← Return to program

Projit: An Open Source Python Tool for Decoupled Data Science

Friday 4:10 PM–4:20 PM in Door 12 / Goldfields Theatre

Part of the Scientific Python specialist track

Data science projects occupy an unsual space between coding/hacking and methodologically rigorous experimentation. They require careful discipline to prevent problems like target leakage, over-fitting or p-hacking. Typically, data scientists use custom workflows, or proprietary cloud systems to automate and standardise certain elements like management of data sets, scripts, model artefacts and results. The result is a general absence of both standardisation and easy migration of processes for flexible and repeatable data science work.
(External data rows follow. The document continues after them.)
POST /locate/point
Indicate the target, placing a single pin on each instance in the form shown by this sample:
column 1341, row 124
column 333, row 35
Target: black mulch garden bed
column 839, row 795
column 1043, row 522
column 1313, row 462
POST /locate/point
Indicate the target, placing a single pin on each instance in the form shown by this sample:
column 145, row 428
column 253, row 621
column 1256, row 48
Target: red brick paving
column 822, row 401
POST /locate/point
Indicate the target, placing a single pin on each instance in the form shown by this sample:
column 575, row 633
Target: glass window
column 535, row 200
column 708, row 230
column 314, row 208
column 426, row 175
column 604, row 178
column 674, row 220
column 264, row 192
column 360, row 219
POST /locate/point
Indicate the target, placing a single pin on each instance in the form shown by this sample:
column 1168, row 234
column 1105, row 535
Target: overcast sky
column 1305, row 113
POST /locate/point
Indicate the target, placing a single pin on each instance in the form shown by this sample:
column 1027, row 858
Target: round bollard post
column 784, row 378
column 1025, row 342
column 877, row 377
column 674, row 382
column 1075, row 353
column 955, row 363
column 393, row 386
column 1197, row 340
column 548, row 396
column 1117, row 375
In this talk we will outline a light weight open source python package that can be used to manage project meta-data in a way that allows easy sharing, migration and collaboration for data scientists working in the python ecosystem. We will discuss some of the design principles, inspired by a combination of the UNIX command line and the git source control utility. We will then demonstrate basic usage of the package with examples from scientific research papers it has been used for.

https://pypi.org/project/projit/

John Hawkins

John Hawkins is an Australian data scientist and the author of the book Getting Data Science Done. He is the Chief Scientist for Ad Tech company Playground XYZ, and an affiliate researcher with the Transitional AI Group at UNSW. He has 20 years of experience in solving problems in industry and academia, delivering data science solutions for organisations in software development, banking, insurance, media, ad-tech, and bio-medical research. He holds a PhD in Computer Science from the University of Queensland and a Bachelor of Arts (Honours I) in Philosophy of Science from the University of Newcastle. He has written more than 30 peer-reviewed academic articles and presented at academic and industry conferences around the world.